In June 2020, the California Department of Fair Employment and Housing (DFEH) filed a federal lawsuit under Title VII of the Civil Rights Act of 1964, and California’s Fair Employment and Housing Act, against Cisco Systems, Inc. (Cisco) and two managers for discrimination, harassment, and retaliation. The lawsuit alleged that managers at Cisco’s San Jose headquarters campus, which employs a predominantly South Asian workforce, harassed, discriminated, and retaliated against an engineer because he is Dalit Indian.

In an earlier interview with American Kahani, Equality Labs’ Executive Director, Thenmozhi said that although caste does not operate here as it does in India, it still forms a part of Dalit and Bahujan lives. “Caste is so deeply alive in the diaspora and it impacts so many parts of the Indian American experience.” 

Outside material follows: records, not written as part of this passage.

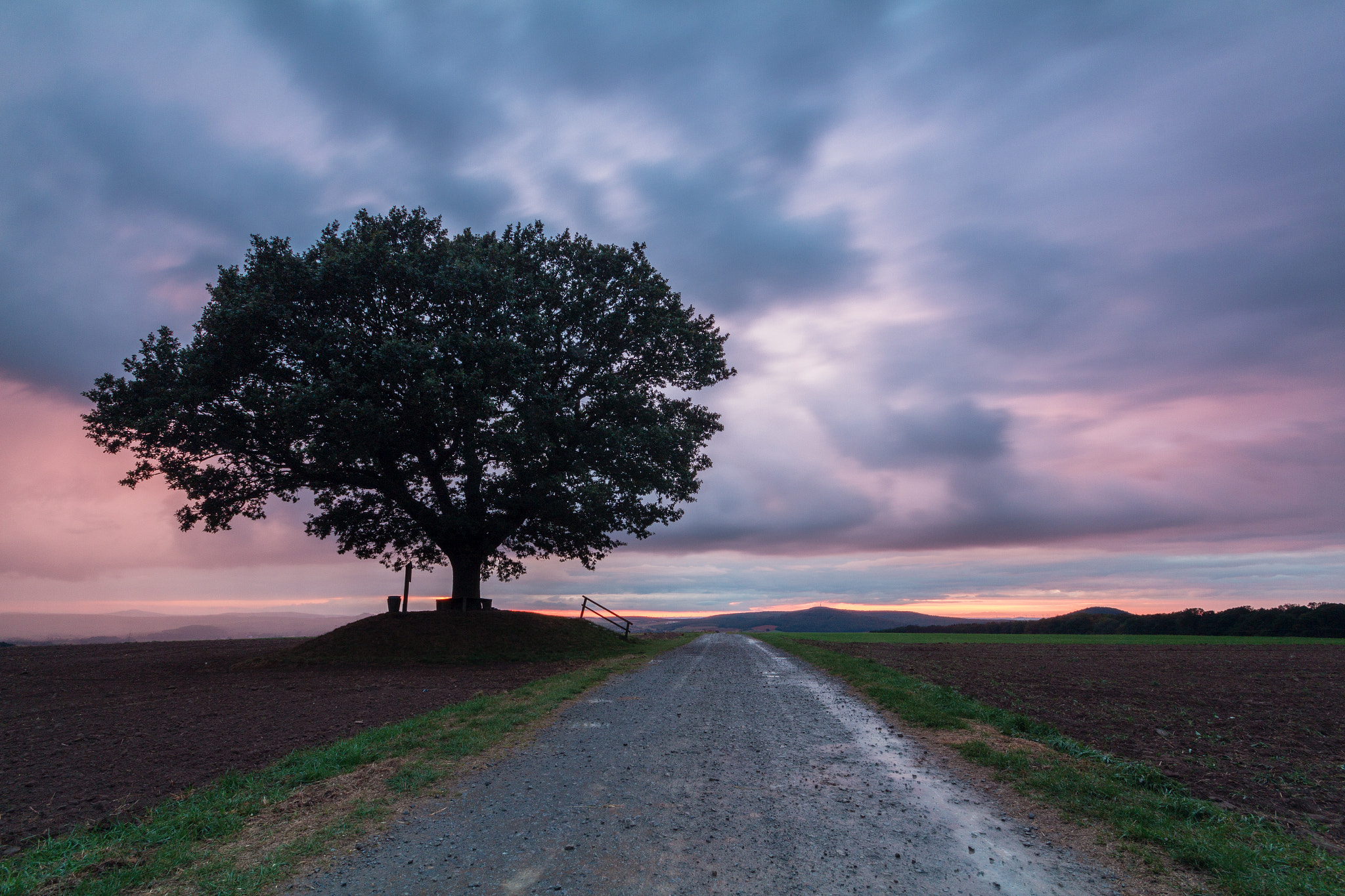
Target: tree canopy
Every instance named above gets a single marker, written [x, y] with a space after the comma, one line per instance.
[466, 399]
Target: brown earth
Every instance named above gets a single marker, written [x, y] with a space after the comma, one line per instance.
[97, 731]
[1251, 727]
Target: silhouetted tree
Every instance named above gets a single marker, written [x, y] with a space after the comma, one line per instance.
[472, 399]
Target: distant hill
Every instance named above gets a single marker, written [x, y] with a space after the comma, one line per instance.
[1312, 621]
[814, 620]
[112, 628]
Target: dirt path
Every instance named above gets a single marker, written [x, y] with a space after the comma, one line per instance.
[722, 767]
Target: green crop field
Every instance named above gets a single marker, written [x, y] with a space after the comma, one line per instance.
[1047, 639]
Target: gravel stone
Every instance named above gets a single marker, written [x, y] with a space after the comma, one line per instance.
[722, 767]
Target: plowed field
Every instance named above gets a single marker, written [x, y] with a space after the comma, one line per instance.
[1256, 729]
[97, 731]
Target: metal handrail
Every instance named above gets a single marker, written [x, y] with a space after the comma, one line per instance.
[606, 616]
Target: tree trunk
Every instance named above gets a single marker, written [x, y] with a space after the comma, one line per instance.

A 2017 report conducted by Soundararajan’s organization, Equality Labs, shows how caste-based prejudice doesn’t seem to evade those who have immigrated to the U.S. The report revealed that 67 percent of Dalit Americans felt they were treated unfairly at their workplaces. 

The report, ‘Caste in the United States — A Survey Of Caste Among South Asian Americans,’ showed the prevalence of caste discrimination, not just in the workplace, but on campuses as well. It revealed that one in four Dalits experienced physical assaults, two out of three workplace discrimination, and one in three, discrimination in education.